Starlink également dans la balance
À cette restriction s’ajoute la limitation d’accès aux terminaux Starlink non autorisés, opérée plus tôt ce mois-ci. Le réseau satellitaire jouait un rôle clé dans la coordination des frappes de drones russes. Des diplomates européens évoquent un impact significatif sur les capacités de communication du Kremlin.

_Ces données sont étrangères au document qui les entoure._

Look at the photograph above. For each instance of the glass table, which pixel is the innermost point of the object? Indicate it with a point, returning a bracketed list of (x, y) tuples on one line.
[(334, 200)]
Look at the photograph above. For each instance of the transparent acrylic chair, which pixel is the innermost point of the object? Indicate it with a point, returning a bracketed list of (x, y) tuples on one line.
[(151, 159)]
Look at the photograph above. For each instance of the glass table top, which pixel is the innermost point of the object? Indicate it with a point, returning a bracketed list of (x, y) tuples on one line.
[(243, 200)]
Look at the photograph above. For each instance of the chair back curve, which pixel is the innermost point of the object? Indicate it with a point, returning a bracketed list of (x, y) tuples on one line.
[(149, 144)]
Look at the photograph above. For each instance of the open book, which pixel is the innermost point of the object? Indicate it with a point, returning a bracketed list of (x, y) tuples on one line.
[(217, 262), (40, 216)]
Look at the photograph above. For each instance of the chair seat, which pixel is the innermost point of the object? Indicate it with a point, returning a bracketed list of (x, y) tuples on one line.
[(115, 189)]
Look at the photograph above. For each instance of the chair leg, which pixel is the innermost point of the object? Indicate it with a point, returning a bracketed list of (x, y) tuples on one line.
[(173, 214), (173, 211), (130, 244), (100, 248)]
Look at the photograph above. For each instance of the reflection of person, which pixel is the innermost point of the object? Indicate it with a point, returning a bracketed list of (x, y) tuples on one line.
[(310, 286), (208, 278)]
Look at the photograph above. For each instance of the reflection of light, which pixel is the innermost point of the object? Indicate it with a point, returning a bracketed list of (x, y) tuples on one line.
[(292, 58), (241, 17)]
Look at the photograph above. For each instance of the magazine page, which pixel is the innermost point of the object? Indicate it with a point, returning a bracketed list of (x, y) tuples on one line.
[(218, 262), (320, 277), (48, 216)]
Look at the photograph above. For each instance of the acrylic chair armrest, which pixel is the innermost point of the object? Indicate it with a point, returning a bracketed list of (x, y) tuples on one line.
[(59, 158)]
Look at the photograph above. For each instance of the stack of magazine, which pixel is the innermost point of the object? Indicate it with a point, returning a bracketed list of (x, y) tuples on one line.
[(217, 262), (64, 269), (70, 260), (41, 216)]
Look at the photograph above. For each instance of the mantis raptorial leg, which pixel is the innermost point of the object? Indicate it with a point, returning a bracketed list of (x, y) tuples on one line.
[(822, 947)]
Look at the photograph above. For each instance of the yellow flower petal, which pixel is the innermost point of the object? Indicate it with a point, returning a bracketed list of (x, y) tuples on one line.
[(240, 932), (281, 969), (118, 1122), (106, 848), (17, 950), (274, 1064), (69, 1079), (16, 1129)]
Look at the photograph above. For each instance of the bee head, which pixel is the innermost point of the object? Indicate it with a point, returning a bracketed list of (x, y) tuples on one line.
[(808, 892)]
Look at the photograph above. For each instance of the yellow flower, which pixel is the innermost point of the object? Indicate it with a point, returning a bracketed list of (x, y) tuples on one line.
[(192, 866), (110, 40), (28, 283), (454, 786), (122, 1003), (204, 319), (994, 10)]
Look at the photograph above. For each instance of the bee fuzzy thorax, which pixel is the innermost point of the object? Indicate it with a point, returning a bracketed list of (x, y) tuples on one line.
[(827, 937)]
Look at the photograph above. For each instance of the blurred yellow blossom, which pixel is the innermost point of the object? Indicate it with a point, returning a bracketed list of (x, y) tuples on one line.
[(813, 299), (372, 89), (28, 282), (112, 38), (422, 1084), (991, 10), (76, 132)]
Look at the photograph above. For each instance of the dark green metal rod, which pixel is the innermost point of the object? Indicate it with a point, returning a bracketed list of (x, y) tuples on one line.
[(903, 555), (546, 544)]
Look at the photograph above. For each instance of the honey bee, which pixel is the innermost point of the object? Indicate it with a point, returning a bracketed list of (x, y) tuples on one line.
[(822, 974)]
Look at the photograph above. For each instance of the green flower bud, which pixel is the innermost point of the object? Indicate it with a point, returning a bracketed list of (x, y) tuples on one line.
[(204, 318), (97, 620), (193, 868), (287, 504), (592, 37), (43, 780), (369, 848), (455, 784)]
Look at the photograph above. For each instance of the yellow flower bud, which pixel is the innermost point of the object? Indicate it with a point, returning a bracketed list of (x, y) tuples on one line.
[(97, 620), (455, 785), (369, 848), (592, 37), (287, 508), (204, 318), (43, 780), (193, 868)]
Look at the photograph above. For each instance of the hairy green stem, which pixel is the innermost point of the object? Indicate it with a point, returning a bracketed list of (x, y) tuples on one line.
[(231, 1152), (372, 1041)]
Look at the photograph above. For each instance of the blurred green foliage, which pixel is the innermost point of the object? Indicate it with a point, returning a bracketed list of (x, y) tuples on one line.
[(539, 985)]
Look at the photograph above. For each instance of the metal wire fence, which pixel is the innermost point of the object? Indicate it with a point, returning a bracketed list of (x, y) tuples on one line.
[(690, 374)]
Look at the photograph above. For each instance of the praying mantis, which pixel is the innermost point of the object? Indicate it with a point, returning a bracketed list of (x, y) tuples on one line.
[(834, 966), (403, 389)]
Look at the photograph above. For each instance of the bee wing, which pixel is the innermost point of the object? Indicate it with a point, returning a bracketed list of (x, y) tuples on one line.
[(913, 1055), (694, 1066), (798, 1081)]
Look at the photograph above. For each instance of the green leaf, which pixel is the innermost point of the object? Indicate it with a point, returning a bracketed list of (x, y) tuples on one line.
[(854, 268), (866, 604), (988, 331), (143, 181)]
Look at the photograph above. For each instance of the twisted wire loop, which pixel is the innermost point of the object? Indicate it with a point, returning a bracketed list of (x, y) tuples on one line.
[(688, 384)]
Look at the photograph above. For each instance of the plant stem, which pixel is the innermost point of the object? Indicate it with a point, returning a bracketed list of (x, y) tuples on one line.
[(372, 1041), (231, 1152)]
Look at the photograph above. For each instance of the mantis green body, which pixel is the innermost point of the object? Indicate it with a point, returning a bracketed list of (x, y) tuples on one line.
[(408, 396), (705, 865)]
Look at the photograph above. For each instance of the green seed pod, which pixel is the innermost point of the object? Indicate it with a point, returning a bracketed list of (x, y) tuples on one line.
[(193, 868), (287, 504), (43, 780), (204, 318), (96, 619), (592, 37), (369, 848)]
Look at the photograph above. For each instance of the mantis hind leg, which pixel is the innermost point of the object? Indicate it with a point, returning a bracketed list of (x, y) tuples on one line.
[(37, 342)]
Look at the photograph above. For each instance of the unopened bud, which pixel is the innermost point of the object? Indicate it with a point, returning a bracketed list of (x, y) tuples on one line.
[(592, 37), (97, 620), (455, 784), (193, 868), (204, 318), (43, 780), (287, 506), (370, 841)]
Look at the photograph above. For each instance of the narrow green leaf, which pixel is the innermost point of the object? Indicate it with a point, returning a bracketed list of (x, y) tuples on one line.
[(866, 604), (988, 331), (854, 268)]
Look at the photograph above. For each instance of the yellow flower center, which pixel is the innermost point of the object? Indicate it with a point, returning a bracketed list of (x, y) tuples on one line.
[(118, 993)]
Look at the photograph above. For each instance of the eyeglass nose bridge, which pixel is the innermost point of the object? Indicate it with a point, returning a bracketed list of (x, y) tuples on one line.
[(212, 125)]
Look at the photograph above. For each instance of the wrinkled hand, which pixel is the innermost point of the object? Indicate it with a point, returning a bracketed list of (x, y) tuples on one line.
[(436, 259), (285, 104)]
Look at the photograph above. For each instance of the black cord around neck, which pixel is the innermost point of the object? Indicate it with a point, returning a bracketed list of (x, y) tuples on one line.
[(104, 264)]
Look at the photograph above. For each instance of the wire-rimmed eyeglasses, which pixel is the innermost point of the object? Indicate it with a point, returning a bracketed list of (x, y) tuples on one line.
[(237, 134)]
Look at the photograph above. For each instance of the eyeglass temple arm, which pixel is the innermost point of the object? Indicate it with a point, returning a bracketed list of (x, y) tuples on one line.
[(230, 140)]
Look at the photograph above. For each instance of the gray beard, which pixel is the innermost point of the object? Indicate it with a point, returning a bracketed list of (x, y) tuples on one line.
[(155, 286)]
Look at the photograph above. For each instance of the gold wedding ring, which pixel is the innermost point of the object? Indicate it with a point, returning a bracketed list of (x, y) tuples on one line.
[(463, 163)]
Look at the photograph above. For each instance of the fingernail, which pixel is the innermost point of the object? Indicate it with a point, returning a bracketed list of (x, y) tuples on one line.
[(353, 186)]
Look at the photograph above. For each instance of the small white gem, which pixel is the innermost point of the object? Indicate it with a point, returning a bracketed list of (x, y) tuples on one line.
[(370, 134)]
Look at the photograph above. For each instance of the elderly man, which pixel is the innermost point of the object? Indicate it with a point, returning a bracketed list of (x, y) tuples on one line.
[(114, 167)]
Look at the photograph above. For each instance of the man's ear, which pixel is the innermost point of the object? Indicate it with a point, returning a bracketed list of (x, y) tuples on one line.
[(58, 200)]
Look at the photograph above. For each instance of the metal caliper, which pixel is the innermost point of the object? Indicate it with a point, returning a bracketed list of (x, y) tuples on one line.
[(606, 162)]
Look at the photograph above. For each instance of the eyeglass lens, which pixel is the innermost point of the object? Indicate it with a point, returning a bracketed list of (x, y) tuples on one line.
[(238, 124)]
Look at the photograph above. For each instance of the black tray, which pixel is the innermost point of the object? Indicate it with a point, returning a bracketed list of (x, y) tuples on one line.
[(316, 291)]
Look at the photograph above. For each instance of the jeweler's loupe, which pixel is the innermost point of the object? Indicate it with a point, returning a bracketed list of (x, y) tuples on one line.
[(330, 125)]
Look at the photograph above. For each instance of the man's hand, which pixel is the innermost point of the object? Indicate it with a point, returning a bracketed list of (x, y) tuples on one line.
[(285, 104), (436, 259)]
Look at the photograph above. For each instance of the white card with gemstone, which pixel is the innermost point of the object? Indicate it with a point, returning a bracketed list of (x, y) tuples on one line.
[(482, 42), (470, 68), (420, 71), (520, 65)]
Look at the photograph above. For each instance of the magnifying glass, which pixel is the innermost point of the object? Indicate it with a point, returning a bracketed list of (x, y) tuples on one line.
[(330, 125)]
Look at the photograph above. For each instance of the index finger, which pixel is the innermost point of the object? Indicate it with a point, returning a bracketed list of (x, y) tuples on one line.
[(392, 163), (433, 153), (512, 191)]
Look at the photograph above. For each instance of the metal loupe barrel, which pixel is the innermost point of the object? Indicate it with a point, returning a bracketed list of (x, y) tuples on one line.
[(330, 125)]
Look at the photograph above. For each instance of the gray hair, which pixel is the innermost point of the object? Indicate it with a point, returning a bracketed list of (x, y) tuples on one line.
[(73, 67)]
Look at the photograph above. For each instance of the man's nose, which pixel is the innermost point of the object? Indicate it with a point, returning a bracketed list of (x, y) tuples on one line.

Un opérateur ukrainien de drones, cité par la BBC sous le pseudonyme de Giovanni, estime que l’armée russe a perdu « sa capacité à contrôler le terrain » après la coupure de Starlink. « Je pense qu’ils ont perdu 50 % de leur capacité offensive. C’est ce que montrent les chiffres : moins d’assauts, moins de drones ennemis, moins de tout », affirme l’opérateur.
Un équilibre militaire fragilisé
Si ces effets contre-productifs restent incertains sur le long terme, cette double contrainte technologique illustre la dépendance croissante des armées modernes aux infrastructures numériques. Dans un conflit où la supériorité informationnelle est déjà déterminante, la bataille des réseaux pourrait bien influencer l’évolution de la guerre en Ukraine, sans même parler des possibles conflits à venir…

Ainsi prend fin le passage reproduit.